A key challenge in natural language understanding is recognizing when two sentences have the same meaning. I'll discuss our work on this problem over the past few years, including the exploration of compositional functional architectures, learning criteria, and naturally-occurring sources of training data. The result is a single sentence embedding model that outperforms all systems from the 2012-2016 SemEval semantic textual similarity competitions without training on any of the annotated data from those tasks. As a by-product, we developed a large dataset of automatically-generated paraphrase pairs by using parallel text and neural machine translation. We've since used the dataset, which we call ParaNMT-50M, to impart a notion of meaning equivalence to controlled text generation tasks, including syntactically-controlled paraphrasing and textual style transfer.
Bio:
Kevin Gimpel is an assistant professor at the Toyota Technological Institute at Chicago (TTIC), a philanthropically endowed academic computer science institute on the campus of the University of Chicago.
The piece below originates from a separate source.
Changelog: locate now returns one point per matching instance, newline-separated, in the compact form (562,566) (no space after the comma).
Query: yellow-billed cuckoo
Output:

He was previously a research assistant professor at TTIC from 2012 to 2015 and he received his PhD from the Language Technologies Institute at Carnegie Mellon University in 2012. His research focuses on natural language processing and machine learning. Recent interests include paraphrase recognition, narrative modeling, commonsense knowledge representation, and structured prediction in the era of deep learning. His research has been supported by a Sandia National Laboratories Fellowship and gifts from Google and Bloomberg.